É assustador como adiamos tantas coisas na nossa vida. No meu caso, pode ser um qualquer pacote aberto que teima em ter um prazo de validade, e eu, mais teimosa ainda, fecho a porta do frigorífico e penso: um dia vai ser, mas não é hoje. Abro e fecho a porta do frigorífico com um sorriso sardónico que em breve irá virar-se contra mim.

Fazemos isto com tudo. Com decisões difíceis também. Vamos empurrando as questões que se penduram nos nossos ombros. Há dias em que elas se insinuam de forma mais evidente e estão ali a devorar-nos o sono. Não, eu não durmo bem porque sou ansiosa, mas durmo com a minha consciência tranquila. No fundo, a minha cama não chega para tanto. Daí as insónias, que espreitam pela brecha da janela, tomam conta de nós sem que possamos escolher o dia. Vamos sempre dizer: tinha de ser hoje! É sempre na pior noite: na que antecede um dia em cheio.

Não era nada de relevante o que adiava, tendo em conta que são muitas as coisas que me podem tirar o sono. Uma injustiça pode tirar-me o sono. Alguém que me magoou em surdina pode tirar-me o sono. Uma pessoa dúbia que não me olha nos olhos tira-me o sono. A desconfiança é amiga da insónia. Não tenho dúvidas. O pensamento galga os lençóis e dissemina-se de forma perigosa.

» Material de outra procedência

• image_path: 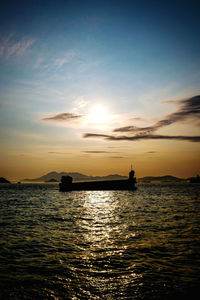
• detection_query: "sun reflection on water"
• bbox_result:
[70,191,142,294]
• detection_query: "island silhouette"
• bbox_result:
[59,167,136,192]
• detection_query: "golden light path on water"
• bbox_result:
[69,191,142,296]
[0,183,200,300]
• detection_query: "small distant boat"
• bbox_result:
[59,168,136,192]
[190,175,200,183]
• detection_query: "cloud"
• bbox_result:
[42,113,83,122]
[48,151,72,155]
[113,95,200,135]
[0,34,35,58]
[82,150,121,154]
[109,156,124,159]
[83,133,200,142]
[54,50,75,68]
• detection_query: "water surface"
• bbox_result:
[0,184,200,300]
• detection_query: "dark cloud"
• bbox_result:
[42,113,83,121]
[82,150,121,154]
[82,150,110,154]
[83,133,200,142]
[48,151,72,155]
[113,95,200,135]
[146,151,157,154]
[109,156,124,159]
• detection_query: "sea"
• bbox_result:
[0,183,200,300]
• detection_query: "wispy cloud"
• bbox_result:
[83,133,200,142]
[54,50,76,68]
[48,151,72,155]
[0,34,35,58]
[113,95,200,134]
[83,95,200,142]
[82,150,121,154]
[42,113,83,122]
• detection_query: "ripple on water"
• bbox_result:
[0,184,200,299]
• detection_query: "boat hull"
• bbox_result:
[59,180,136,192]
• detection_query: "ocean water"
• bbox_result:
[0,184,200,300]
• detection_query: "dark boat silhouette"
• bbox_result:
[59,168,136,192]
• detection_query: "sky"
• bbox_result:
[0,0,200,180]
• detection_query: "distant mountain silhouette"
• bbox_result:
[138,175,185,182]
[0,177,10,183]
[22,171,127,182]
[46,179,58,182]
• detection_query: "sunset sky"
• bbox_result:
[0,0,200,180]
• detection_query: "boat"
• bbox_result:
[59,167,137,192]
[190,175,200,183]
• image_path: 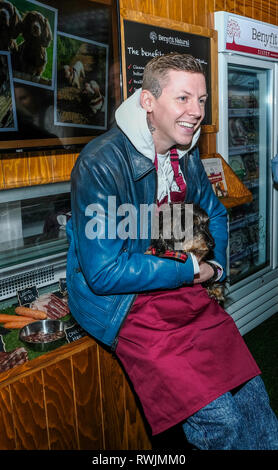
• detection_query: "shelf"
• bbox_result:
[228,108,260,117]
[230,243,259,263]
[201,153,253,209]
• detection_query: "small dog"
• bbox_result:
[15,11,52,80]
[84,80,104,114]
[64,60,85,90]
[0,0,22,52]
[149,203,224,303]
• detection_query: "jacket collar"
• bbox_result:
[122,133,155,181]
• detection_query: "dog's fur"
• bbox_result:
[64,60,85,90]
[0,0,22,52]
[16,11,52,79]
[84,80,104,114]
[150,203,224,303]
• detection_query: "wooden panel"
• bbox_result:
[11,372,48,450]
[72,344,103,450]
[0,387,16,450]
[0,158,5,189]
[125,380,152,450]
[29,151,53,184]
[2,154,30,188]
[181,0,194,24]
[52,153,73,182]
[42,359,78,450]
[194,0,208,27]
[99,348,127,450]
[243,0,253,18]
[253,0,262,21]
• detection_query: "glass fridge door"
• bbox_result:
[227,63,272,285]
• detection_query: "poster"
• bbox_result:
[123,20,212,124]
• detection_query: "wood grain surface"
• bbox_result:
[72,344,104,450]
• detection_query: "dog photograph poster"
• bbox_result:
[0,51,17,132]
[54,32,109,129]
[10,0,57,89]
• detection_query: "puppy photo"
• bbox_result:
[64,60,85,90]
[84,80,104,114]
[15,11,52,81]
[149,203,224,303]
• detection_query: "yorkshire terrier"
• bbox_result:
[146,203,224,304]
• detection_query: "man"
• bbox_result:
[67,54,278,449]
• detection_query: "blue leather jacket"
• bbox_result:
[67,129,227,348]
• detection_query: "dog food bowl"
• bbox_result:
[19,320,66,351]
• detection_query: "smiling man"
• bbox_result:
[67,53,278,449]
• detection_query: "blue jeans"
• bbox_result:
[182,376,278,450]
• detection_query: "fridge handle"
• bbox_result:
[271,154,278,184]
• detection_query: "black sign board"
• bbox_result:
[123,20,212,124]
[59,277,68,295]
[17,286,39,306]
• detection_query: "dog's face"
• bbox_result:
[22,11,52,47]
[152,203,214,261]
[0,1,21,38]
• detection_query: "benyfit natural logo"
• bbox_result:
[85,196,193,250]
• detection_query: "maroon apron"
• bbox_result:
[116,150,261,434]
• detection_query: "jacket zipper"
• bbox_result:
[111,167,157,352]
[111,294,139,352]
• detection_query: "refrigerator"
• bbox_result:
[215,11,278,334]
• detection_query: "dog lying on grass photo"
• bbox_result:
[146,203,224,303]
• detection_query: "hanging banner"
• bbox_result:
[225,15,278,59]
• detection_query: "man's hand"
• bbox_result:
[193,262,214,284]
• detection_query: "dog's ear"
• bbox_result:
[10,3,22,39]
[20,11,34,39]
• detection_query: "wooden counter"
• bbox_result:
[0,336,151,450]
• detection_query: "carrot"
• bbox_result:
[4,318,36,329]
[0,313,33,323]
[15,307,47,320]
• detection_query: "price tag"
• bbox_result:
[59,278,68,295]
[17,286,39,306]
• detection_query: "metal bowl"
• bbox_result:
[19,320,66,351]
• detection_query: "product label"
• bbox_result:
[226,16,278,59]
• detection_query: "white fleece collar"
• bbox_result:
[115,88,201,201]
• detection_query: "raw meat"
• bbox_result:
[0,348,28,372]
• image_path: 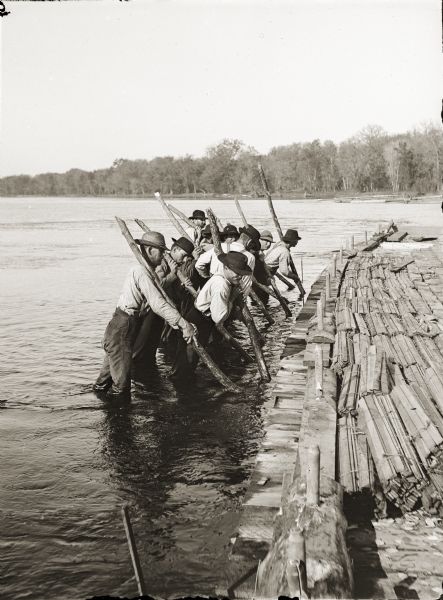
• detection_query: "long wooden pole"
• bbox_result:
[168,204,202,245]
[122,505,147,596]
[154,192,194,243]
[234,197,294,312]
[167,204,200,229]
[234,196,295,292]
[206,208,271,381]
[135,219,253,362]
[274,271,295,290]
[115,217,241,393]
[234,196,248,227]
[258,163,306,296]
[135,219,151,233]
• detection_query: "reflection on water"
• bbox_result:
[0,198,441,600]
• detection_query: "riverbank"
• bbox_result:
[0,192,443,204]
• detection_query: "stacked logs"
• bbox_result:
[332,248,443,511]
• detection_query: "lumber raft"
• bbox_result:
[222,254,352,598]
[333,227,443,514]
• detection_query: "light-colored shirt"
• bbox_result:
[265,242,291,275]
[117,265,185,329]
[194,274,234,323]
[195,242,255,295]
[185,226,198,244]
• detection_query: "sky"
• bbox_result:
[0,0,443,176]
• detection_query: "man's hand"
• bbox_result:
[182,321,197,344]
[165,254,178,275]
[296,280,306,300]
[182,277,193,288]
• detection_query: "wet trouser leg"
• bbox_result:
[95,308,139,394]
[132,310,165,381]
[252,258,269,304]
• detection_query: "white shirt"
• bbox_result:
[117,265,184,329]
[194,273,233,323]
[185,226,198,244]
[195,242,255,295]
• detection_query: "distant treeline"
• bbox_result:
[0,125,443,196]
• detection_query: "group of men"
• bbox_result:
[93,210,301,398]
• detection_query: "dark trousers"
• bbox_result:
[252,257,269,304]
[132,310,165,382]
[95,308,140,393]
[172,306,214,379]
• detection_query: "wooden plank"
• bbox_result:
[303,344,331,367]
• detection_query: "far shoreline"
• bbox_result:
[0,192,443,204]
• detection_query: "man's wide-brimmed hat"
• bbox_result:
[202,225,212,237]
[220,223,239,238]
[282,229,301,244]
[239,224,260,240]
[218,250,252,275]
[189,210,206,221]
[260,229,274,242]
[172,236,194,256]
[134,231,167,250]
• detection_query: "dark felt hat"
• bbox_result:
[239,224,260,240]
[282,229,301,245]
[218,250,252,275]
[260,229,274,243]
[220,223,240,238]
[189,210,206,221]
[134,231,167,250]
[202,225,212,237]
[172,237,194,256]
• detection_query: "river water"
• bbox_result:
[0,198,441,600]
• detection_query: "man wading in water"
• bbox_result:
[265,229,304,299]
[171,251,252,381]
[93,231,195,398]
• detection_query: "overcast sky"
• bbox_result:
[0,0,443,175]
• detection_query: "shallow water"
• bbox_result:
[0,198,442,600]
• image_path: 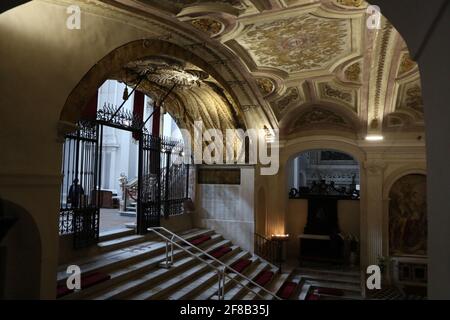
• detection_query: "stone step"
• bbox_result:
[264,272,291,300]
[99,228,134,242]
[97,234,146,251]
[89,239,230,300]
[62,235,222,300]
[129,246,241,300]
[166,251,250,300]
[211,259,270,300]
[57,229,213,281]
[190,257,260,300]
[242,268,277,300]
[294,267,361,281]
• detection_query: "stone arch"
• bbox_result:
[277,135,368,265]
[60,39,247,130]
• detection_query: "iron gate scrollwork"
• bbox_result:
[59,121,101,248]
[59,105,189,248]
[138,133,189,233]
[137,132,161,234]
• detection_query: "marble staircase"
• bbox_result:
[58,229,286,300]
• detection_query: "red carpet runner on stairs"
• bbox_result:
[231,259,252,273]
[189,235,211,246]
[254,271,274,287]
[208,246,231,259]
[278,281,298,299]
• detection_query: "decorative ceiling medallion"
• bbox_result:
[277,88,300,112]
[237,14,351,73]
[344,62,361,82]
[189,18,223,37]
[319,83,355,107]
[156,0,247,9]
[405,85,423,113]
[397,80,424,115]
[397,52,416,77]
[386,115,403,128]
[256,78,275,97]
[289,107,351,133]
[336,0,364,8]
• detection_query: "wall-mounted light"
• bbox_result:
[271,234,289,240]
[366,134,384,141]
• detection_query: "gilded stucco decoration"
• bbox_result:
[276,87,300,112]
[320,83,353,103]
[189,18,223,37]
[336,0,364,8]
[117,57,243,136]
[344,62,361,82]
[256,78,275,97]
[125,58,208,88]
[397,81,423,114]
[145,0,247,9]
[398,52,416,77]
[289,107,352,134]
[405,85,423,112]
[237,14,351,73]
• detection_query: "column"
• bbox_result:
[362,160,386,269]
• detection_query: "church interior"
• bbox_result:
[0,0,450,300]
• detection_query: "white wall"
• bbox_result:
[194,167,255,252]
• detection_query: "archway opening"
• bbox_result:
[285,149,360,271]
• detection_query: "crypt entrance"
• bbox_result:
[60,80,189,249]
[285,149,360,269]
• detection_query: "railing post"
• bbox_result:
[217,267,225,300]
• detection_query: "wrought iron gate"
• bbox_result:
[138,133,189,233]
[137,133,161,234]
[59,121,102,248]
[59,105,189,248]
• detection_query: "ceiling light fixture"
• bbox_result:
[366,134,384,141]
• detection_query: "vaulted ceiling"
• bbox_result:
[50,0,424,136]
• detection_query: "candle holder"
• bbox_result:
[270,234,289,273]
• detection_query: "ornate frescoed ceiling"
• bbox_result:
[46,0,424,138]
[236,14,351,73]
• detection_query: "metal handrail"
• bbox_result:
[148,227,281,300]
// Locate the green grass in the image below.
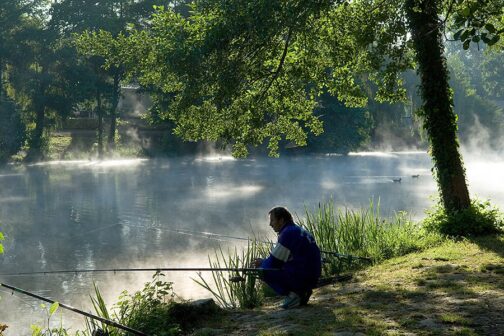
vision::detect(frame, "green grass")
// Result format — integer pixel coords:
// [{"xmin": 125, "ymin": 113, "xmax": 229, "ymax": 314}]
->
[
  {"xmin": 299, "ymin": 201, "xmax": 443, "ymax": 275},
  {"xmin": 193, "ymin": 241, "xmax": 269, "ymax": 308}
]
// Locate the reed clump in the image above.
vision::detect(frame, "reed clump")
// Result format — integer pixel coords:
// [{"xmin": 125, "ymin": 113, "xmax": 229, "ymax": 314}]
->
[
  {"xmin": 193, "ymin": 240, "xmax": 270, "ymax": 309},
  {"xmin": 199, "ymin": 200, "xmax": 443, "ymax": 309},
  {"xmin": 298, "ymin": 200, "xmax": 443, "ymax": 275}
]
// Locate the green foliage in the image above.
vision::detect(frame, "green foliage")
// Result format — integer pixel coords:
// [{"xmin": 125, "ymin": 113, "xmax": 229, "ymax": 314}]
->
[
  {"xmin": 88, "ymin": 272, "xmax": 181, "ymax": 336},
  {"xmin": 423, "ymin": 199, "xmax": 504, "ymax": 236},
  {"xmin": 30, "ymin": 302, "xmax": 75, "ymax": 336},
  {"xmin": 81, "ymin": 1, "xmax": 411, "ymax": 156},
  {"xmin": 306, "ymin": 95, "xmax": 373, "ymax": 153},
  {"xmin": 0, "ymin": 232, "xmax": 5, "ymax": 254},
  {"xmin": 298, "ymin": 201, "xmax": 441, "ymax": 275},
  {"xmin": 449, "ymin": 0, "xmax": 504, "ymax": 50},
  {"xmin": 193, "ymin": 241, "xmax": 269, "ymax": 309}
]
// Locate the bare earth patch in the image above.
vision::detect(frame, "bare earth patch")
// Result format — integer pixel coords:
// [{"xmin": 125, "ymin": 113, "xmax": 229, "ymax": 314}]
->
[{"xmin": 193, "ymin": 236, "xmax": 504, "ymax": 336}]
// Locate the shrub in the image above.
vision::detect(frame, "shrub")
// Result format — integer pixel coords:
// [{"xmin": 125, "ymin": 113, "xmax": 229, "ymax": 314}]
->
[
  {"xmin": 88, "ymin": 272, "xmax": 181, "ymax": 336},
  {"xmin": 0, "ymin": 100, "xmax": 26, "ymax": 163},
  {"xmin": 423, "ymin": 199, "xmax": 504, "ymax": 236}
]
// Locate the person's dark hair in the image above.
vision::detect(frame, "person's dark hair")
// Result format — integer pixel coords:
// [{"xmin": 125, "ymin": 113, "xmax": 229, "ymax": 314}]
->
[{"xmin": 268, "ymin": 207, "xmax": 294, "ymax": 223}]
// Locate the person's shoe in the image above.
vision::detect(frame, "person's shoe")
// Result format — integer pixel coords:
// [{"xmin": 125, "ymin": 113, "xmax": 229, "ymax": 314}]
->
[
  {"xmin": 280, "ymin": 292, "xmax": 301, "ymax": 309},
  {"xmin": 299, "ymin": 289, "xmax": 313, "ymax": 306}
]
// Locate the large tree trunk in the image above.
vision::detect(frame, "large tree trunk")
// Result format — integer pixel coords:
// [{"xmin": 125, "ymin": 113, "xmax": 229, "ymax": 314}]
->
[
  {"xmin": 107, "ymin": 69, "xmax": 120, "ymax": 150},
  {"xmin": 96, "ymin": 89, "xmax": 103, "ymax": 160},
  {"xmin": 0, "ymin": 58, "xmax": 4, "ymax": 98},
  {"xmin": 406, "ymin": 0, "xmax": 470, "ymax": 212}
]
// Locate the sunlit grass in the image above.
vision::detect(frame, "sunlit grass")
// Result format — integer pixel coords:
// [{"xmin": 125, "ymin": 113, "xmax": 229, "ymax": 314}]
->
[{"xmin": 193, "ymin": 241, "xmax": 269, "ymax": 308}]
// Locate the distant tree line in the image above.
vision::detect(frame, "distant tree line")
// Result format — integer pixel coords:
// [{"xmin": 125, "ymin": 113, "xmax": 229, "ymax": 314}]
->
[{"xmin": 0, "ymin": 0, "xmax": 504, "ymax": 161}]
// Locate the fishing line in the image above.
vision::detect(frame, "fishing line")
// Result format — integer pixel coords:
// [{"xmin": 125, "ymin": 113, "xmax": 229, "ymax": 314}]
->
[{"xmin": 0, "ymin": 282, "xmax": 149, "ymax": 336}]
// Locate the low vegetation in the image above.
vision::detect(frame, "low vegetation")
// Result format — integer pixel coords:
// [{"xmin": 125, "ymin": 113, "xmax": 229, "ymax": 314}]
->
[
  {"xmin": 196, "ymin": 201, "xmax": 443, "ymax": 308},
  {"xmin": 11, "ymin": 201, "xmax": 504, "ymax": 336},
  {"xmin": 193, "ymin": 235, "xmax": 504, "ymax": 336},
  {"xmin": 423, "ymin": 199, "xmax": 504, "ymax": 237}
]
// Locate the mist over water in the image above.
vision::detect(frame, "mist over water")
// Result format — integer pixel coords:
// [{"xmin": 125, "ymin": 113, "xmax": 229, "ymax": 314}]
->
[{"xmin": 0, "ymin": 152, "xmax": 504, "ymax": 335}]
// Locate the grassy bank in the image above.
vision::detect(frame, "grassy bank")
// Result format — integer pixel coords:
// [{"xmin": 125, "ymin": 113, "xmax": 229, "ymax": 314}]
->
[{"xmin": 202, "ymin": 235, "xmax": 504, "ymax": 336}]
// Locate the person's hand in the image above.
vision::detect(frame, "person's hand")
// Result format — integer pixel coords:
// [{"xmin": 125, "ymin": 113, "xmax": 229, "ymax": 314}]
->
[{"xmin": 252, "ymin": 258, "xmax": 263, "ymax": 268}]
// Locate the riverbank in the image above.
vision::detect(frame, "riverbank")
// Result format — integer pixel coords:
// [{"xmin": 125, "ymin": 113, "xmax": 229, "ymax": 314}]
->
[{"xmin": 191, "ymin": 235, "xmax": 504, "ymax": 336}]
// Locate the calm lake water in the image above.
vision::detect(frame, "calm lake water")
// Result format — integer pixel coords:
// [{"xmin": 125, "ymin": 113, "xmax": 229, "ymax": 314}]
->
[{"xmin": 0, "ymin": 152, "xmax": 504, "ymax": 336}]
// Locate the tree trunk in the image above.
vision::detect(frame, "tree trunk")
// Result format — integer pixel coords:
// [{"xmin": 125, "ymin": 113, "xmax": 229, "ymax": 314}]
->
[
  {"xmin": 96, "ymin": 89, "xmax": 103, "ymax": 160},
  {"xmin": 406, "ymin": 0, "xmax": 470, "ymax": 212},
  {"xmin": 107, "ymin": 69, "xmax": 120, "ymax": 150},
  {"xmin": 26, "ymin": 96, "xmax": 45, "ymax": 161}
]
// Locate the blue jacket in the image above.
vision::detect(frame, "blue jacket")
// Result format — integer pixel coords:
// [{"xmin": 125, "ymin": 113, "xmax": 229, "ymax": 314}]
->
[{"xmin": 261, "ymin": 222, "xmax": 322, "ymax": 286}]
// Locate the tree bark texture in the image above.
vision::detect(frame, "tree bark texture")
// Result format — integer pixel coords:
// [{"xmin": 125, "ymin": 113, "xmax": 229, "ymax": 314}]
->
[
  {"xmin": 107, "ymin": 70, "xmax": 120, "ymax": 150},
  {"xmin": 405, "ymin": 0, "xmax": 470, "ymax": 212},
  {"xmin": 96, "ymin": 89, "xmax": 103, "ymax": 160}
]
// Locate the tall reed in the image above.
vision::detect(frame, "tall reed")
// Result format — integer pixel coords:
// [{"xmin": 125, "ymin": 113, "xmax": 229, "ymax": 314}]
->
[{"xmin": 193, "ymin": 240, "xmax": 269, "ymax": 308}]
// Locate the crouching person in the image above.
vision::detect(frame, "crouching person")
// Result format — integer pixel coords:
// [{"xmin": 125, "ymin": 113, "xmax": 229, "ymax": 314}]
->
[{"xmin": 255, "ymin": 207, "xmax": 321, "ymax": 309}]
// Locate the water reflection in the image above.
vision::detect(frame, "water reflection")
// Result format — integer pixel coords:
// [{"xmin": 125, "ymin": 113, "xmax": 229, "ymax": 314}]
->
[{"xmin": 0, "ymin": 152, "xmax": 504, "ymax": 335}]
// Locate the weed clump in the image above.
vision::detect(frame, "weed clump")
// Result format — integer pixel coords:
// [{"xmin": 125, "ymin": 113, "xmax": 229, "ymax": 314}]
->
[
  {"xmin": 423, "ymin": 199, "xmax": 504, "ymax": 237},
  {"xmin": 298, "ymin": 201, "xmax": 442, "ymax": 275},
  {"xmin": 88, "ymin": 272, "xmax": 218, "ymax": 336}
]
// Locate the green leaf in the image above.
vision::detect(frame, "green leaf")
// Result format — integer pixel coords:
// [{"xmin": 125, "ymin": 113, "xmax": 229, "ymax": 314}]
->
[
  {"xmin": 49, "ymin": 302, "xmax": 59, "ymax": 316},
  {"xmin": 460, "ymin": 29, "xmax": 471, "ymax": 41},
  {"xmin": 453, "ymin": 28, "xmax": 465, "ymax": 40}
]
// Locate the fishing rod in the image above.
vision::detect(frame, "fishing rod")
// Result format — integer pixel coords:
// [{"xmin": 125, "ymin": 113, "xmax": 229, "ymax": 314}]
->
[
  {"xmin": 0, "ymin": 282, "xmax": 149, "ymax": 336},
  {"xmin": 0, "ymin": 267, "xmax": 280, "ymax": 276},
  {"xmin": 129, "ymin": 225, "xmax": 373, "ymax": 262}
]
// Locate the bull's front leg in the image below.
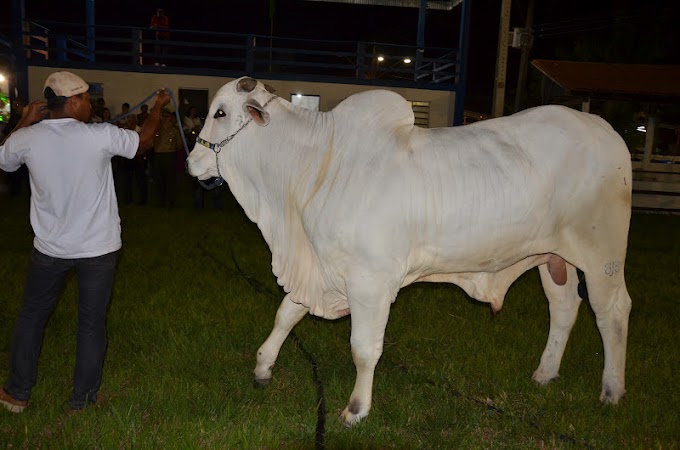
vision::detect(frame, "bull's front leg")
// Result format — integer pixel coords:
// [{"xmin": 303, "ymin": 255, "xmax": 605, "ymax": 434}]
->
[
  {"xmin": 340, "ymin": 279, "xmax": 396, "ymax": 427},
  {"xmin": 255, "ymin": 295, "xmax": 309, "ymax": 386}
]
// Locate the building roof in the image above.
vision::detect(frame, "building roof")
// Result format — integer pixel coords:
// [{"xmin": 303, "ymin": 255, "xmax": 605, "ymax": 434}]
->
[{"xmin": 531, "ymin": 59, "xmax": 680, "ymax": 101}]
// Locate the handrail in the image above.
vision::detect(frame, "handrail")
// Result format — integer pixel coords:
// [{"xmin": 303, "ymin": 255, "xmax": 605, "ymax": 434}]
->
[{"xmin": 17, "ymin": 21, "xmax": 460, "ymax": 90}]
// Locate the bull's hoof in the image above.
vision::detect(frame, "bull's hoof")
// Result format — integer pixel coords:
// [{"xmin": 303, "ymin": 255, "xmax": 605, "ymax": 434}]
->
[
  {"xmin": 531, "ymin": 369, "xmax": 560, "ymax": 386},
  {"xmin": 340, "ymin": 401, "xmax": 368, "ymax": 428},
  {"xmin": 253, "ymin": 378, "xmax": 272, "ymax": 389}
]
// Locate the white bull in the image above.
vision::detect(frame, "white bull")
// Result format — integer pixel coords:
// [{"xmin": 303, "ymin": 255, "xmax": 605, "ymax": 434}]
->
[{"xmin": 188, "ymin": 78, "xmax": 632, "ymax": 425}]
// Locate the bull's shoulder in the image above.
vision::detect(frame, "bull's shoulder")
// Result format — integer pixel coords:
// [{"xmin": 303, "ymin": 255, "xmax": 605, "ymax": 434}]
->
[{"xmin": 333, "ymin": 89, "xmax": 415, "ymax": 129}]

Era só um filme que eu nunca mais tinha conseguido ver. Um filme que me tinha levado ao cinema, ecrã gigante a transbordar um preto-e-branco triste que me colou o estômago às costas.

Quando fico muito triste, é assim que me sinto: de estômago colado às costas.

O filme chama-se “Cold War”. Polaco e frio, com a boémia de Paris pelo meio, com o jazz e as noites em que não se mede os copos, mas os sentimentos, por mais que estejam escondidos numa garrafa aberta. Tudo se pode revelar num gesto frágil que parecia inconsequente.

Quando vemos um filme sobre um amor assim, não o queremos ver nunca mais. Sabemos como acaba. Um amor perfeito tão intenso, que será voraz para sempre. As pessoas sabem quando estão no meio de um amor assim. Como sabem quando estão no meio de um filme assim e ficam aflitas porque querem um final feliz – como se fossem elas que estivessem ali. Um amor que atravessa anos, décadas. Um amor que conta os dias no calendário para que se volte a precipitar um encontro e depois ele não é nada do que sonhámos. É o avesso de tudo, e, ainda assim, continuamos a amar, a perseguir esse amor que nos corrói e devolve a alegria breve ao mesmo tempo.

“Cold War” é um filme para pessoas corajosas, que aceitam que o amor conhece muitas vidas diferentes e pode continuar quase intacto.

Há dias, um amigo falava-me do seu amor remendado, quebrado por tantas tentativas. E eu lembrei-me daquelas peças que nos diziam tanto, tanto, que insistíamos em colá-las. Que me importa os traços todos das fracturas? Uma peça mil vezes quebrada pode ter mais encanto do que algo ainda intacto. Só há um problema: o terror de sabermos que da próxima vez pode ser a última. Sem conserto. Sem cola. Sem remendo. Há amores assim. Vivemos o perigo diário de o ver partir-se para sempre. E nesta altura, já a dor se mistura com o amor e não sabemos bem o que estamos a viver.

Eu sabia como terminava “Cold War”. Arranjei coragem para o ver de novo num dia em que outra dor fazia frente na plateia das minhas tantas outras mágoas. São dias. Podemos ser felizes num dia e no outro apontar as mágoas. Eu não podia ver o filme num dia feliz.

Então encarei a tela a preto e branco e o amor que sobrevive a tudo até quando morre. Até quando morremos.

O amor, aquele que é mesmo amor, nunca vai depender de nada para sobreviver. Nem das pessoas que o viveram.

Fecho a porta do frigorífico e adio, uma vez mais, os prazos de validade que ali expiraram.